The tragic explosion and fire from the crash of Pan-Am Flight 759 took the lives of 154 people seconds after takeoff from the Louis Armstrong New Orleans International Airport.
“You couldn’t believe what you were seeing, and I just said, ‘Oh my God,’” said David H. Baldwin, a retired air traffic controller.
Baldwin is last person to talk to the pilots of Flight 759 before it crashed to the ground.
“I issued him his clearance. The weather was deteriorating. There were thunderstorms,” Baldwin said.
Just moments before the crash, Baldwin was the air traffic controller on the radio with the pilots, and as a thunderous rainstorm pounded down, they discussed the threatening weather.
“He asked the control tower, what's your current winds? And we issued to him, the very worst of it is passing directly overhead right now, wind sheer all quadrants.”
He said the decision to take off or not was up to the pilot.
“And the aircraft, the pilot elected to go. And that is the pilot's prerogative.”
Baldwin said he was talking to the Houston center meteorologist as the airliner made what he describes as a flat take off.
“I'm watching him and I'm going, in my mind I'm going, is this guy going to make it?” Baldwin said. “And then, bam! There's the fireball. There's the smoke. I'm like, ‘Oh my God. Oh my God!’”
On the ground it was devastation. The crash scene stretched three blocks long and two blocks wide.
Houses were obliterated. Eight people in the neighborhood were killed.
And yet seconds after seeing the crash from the air traffic control tower, Baldwin said no one could believe or wanted to believe what they just saw.
One of his colleagues even tried to radio the pilots.
“Your brain did not want to process the fact that this aircraft had just crashed in the thunderstorm,” he said. “Even though it's obvious that it has.”
In those days the media were not cordoned off, away from the scene. We reported live from the midst of the charred, smoking rubble.

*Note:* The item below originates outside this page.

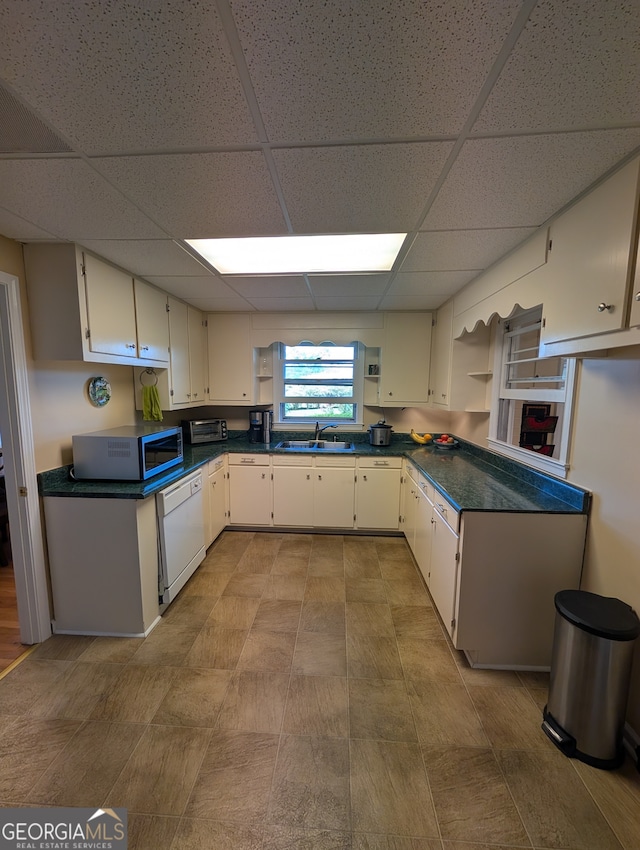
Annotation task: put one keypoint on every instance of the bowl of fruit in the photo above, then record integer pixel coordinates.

As a reporter on the scene back then, I remember having trouble coming to terms with all the horror that surrounded us. And 30 years after the crash, former Kenner Fire Department Chief Mike Zito said he had the same difficulty as a young firefighter responding to the tragedy.
“It was terrible. We saw families together, still in seats.”
And in the air traffic control tower, Baldwin said there was a stunned, chilling silence as the magnitude of the crash hit everyone like a body blow they could never forget.
“I just saw 154 people get killed. I think that moment, I carried my entire FAA career,” he said. “I think that came into play about everything I ever did.”
And he said it left him with all kinds of questions.
“I found myself questioning everything about everything that we did,” he said. “Did we do everything proper? Absolutely we did.”
The federal investigation revealed that a dangerous microburst of wind shear had slammed Flight 759 to the ground as the plane was just lifting off from the runway.
“Wind shear in this scenario was a column of air, a column of air descending out of a thunderstorm and going in every direction,” he said.
The crash led to more research and a better understanding of the danger of wind shear, and it led to the installation of wind shear detection devices at airports across the country that didn't already have them.
“It's hard to think of anything good that came out of that. But countless lives have been saved worldwide because of that Pan-Am crash,” he said.
Baldwin, who just retired last month, said pilots are not be allowed to take off in similar weather conditions today.
Baldwin said he has taken action at the last second and saved lives in a number of other situations, including a near collision between two planes on the runway.
He said that gives him personal solace.